The knowledge market: On the face of it, a situation such as this is not representative of the academic environment in the US or India. This is where the present intervention marks its departure. Krug’s admission, no doubt, betrays her inability to fake it any longer, but more importantly, it reveals the malaise of contemporary academic knowledge production. The difference between usurping the voice of the weak (what academics do) and pretending to be the weak (what Krug did) is perhaps one of degree and not of kind. When Krug claimed to be a culture leech rather than a vulture, she was highlighting that subtle difference. We can be reasonably sure that Krug is not the first one and won’t be the last, at least until the academic market stops converting experience of marginality to elitist knowledge and suspends placing a premium on the dish of victimhood.

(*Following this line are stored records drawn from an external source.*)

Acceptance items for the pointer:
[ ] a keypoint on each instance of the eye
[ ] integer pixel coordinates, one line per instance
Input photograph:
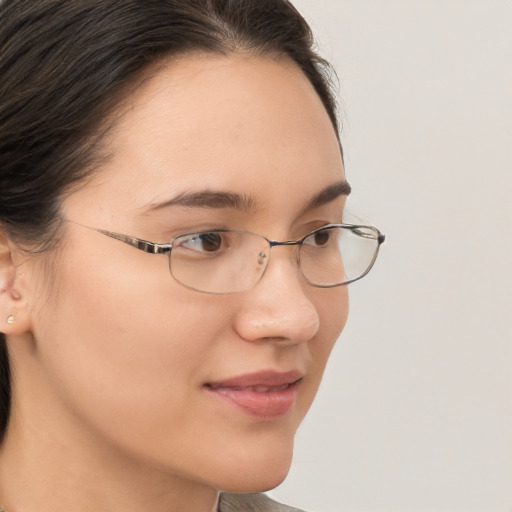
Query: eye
(208, 242)
(319, 238)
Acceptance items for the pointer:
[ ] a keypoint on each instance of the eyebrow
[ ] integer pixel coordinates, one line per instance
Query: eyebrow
(220, 199)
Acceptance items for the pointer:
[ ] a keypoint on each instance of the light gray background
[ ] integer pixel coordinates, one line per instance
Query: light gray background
(415, 411)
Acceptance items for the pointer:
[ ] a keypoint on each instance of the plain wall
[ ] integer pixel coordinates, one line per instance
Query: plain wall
(415, 411)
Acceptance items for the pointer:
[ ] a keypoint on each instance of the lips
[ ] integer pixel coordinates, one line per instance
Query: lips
(263, 395)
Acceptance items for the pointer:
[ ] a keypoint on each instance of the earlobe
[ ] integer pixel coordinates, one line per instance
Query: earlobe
(12, 305)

Those who see Krug’s problem as an individual transgression are either oblivious of what goes in the name of knowledge or are beneficiaries of such methods. Academic scholarship has often been obsessed with not just representing cultural difference but also in producing, controlling and owning it. Few questions are raised about the moral foundation of such knowledge. It is taken for granted that if cultural difference does not exist, it is to be invented and if academic knowledge has to sustain itself, “savage slots” are to be continuously filled. Krug took it one step further. Instead of being content with immersion or academic self-othering, or sponging on cultural difference of the Blacks like a leech, she chose to become indistinguishable from what she was writing about.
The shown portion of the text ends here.